Master Clinician: Bradley Sharpe, MD
The Power of Teaching
"It's an honor to have a window into a person's life when they're at their most vulnerable," says Bradley Sharpe, MD. As associate chief of the Division of Hospital Medicine, he helps oversee care of about 100 hospitalized patients a day at UCSF Medical Center. "The intensity of the interaction with patients is profound," he says. "I try to make a connection and help them feel at ease."
He builds rapport by sitting down to talk with patients and families, using their words and language when possible. "If a patient says, 'I'm having heart trouble,' I say, 'Let's talk about your heart trouble,' rather than 'You have congestive heart failure,'" says Sharpe. "Also, studies have shown that clinicians often talk way too much. I try to elicit patients' goals and what they're worried about, and get them to do most of the talking."
Sharpe is passionate about medical education. He serves as associate program director for the UCSF Internal Medicine Residency Program, and teaches faculty in different departments to be more effective teachers. "People may know everything about a disease, but how do you teach so it changes the way trainees take care of patients?" he asks. Sharpe strives to establish a positive learning climate and provide specific feedback to learners. "Instead of saying, 'Great job with that patient,' I'll say, 'You clearly explained the plan without medical jargon – that was great,'" he says. "Rather than saying, 'You were rude to that patient,' I'll say, 'You got up to leave while the patient was still talking,' which focuses on specific behaviors."

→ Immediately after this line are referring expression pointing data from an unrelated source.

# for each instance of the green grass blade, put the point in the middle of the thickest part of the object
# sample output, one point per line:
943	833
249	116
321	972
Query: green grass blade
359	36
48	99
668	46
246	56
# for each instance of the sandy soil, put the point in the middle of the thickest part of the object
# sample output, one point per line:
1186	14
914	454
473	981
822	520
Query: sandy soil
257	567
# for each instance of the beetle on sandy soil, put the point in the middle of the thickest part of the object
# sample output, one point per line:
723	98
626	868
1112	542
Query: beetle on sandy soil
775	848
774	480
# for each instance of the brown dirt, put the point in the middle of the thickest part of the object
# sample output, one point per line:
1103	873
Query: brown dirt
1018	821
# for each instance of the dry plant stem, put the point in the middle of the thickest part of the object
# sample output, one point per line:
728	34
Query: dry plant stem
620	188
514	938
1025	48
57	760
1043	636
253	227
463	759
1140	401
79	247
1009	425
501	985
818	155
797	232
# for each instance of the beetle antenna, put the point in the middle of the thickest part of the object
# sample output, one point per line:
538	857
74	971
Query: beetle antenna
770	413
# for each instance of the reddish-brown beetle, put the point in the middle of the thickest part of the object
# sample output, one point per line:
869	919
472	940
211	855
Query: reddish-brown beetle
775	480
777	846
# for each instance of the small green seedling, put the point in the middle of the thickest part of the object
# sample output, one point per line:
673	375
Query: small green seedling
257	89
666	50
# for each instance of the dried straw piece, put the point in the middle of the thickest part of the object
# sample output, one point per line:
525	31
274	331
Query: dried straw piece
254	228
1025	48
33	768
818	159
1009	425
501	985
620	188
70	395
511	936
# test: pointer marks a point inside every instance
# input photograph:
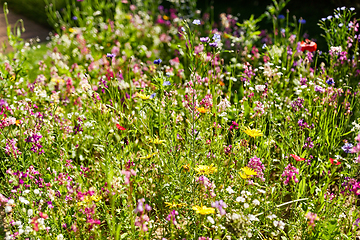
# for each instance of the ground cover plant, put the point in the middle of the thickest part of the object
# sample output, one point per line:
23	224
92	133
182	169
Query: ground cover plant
138	121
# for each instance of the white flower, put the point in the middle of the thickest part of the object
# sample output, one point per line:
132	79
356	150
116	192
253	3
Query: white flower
210	219
30	212
230	190
240	199
256	202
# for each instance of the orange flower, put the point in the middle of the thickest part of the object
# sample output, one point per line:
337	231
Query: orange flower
334	161
308	45
297	158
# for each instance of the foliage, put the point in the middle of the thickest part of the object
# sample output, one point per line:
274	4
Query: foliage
133	124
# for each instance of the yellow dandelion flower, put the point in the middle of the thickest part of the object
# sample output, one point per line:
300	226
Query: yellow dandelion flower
174	204
149	155
247	173
143	96
203	210
253	132
203	169
202	110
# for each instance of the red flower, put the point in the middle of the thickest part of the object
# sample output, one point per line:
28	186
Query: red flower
120	127
334	161
297	158
308	45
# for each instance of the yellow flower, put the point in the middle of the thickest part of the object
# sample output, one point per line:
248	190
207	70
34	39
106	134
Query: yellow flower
247	173
202	110
253	132
156	141
203	169
149	156
203	210
143	96
175	205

Sharpe loves teaching about his "favorite disease," community-acquired pneumonia. "I like the physical exam, the evidence base, and knowing that patients usually get better," he says. Sharpe also coaches trainees on improving oral case presentations – in which they outline a patient's history, physical exam, lab results and their own clinical reasoning – encouraging them to focus on what listeners need to hear and to practice presentations out loud. On a national level, Sharpe helps organize the Academic Hospitalist Academy, a boot camp course for junior academic hospitalists. He is also a board member of the Society of Hospital Medicine, the national organization for hospitalists.
"Brad is among the very best clinical teachers in our department," says Robert M. Wachter, MD, chief of the Division of Hospital Medicine and Lynne and Marc Benioff Endowed Chair in Hospital Medicine. "He is also the kind of person that anyone would love to have as his or her doctor – whether the problem required 'Dr. House'-like brilliance or just sitting at the bedside of a dying patient, quietly listening."
"My proudest moments are when I see someone teaching what I taught them," says Sharpe. "If I teach 10 residents the appropriate antibiotics for pneumonia, and then each of them teaches eight interns, that's the exponential power of teaching." He is married to Margaret Fang, MD, MPH, also a UCSF hospitalist. Together they have two young daughters, Alexandra and Ariadne.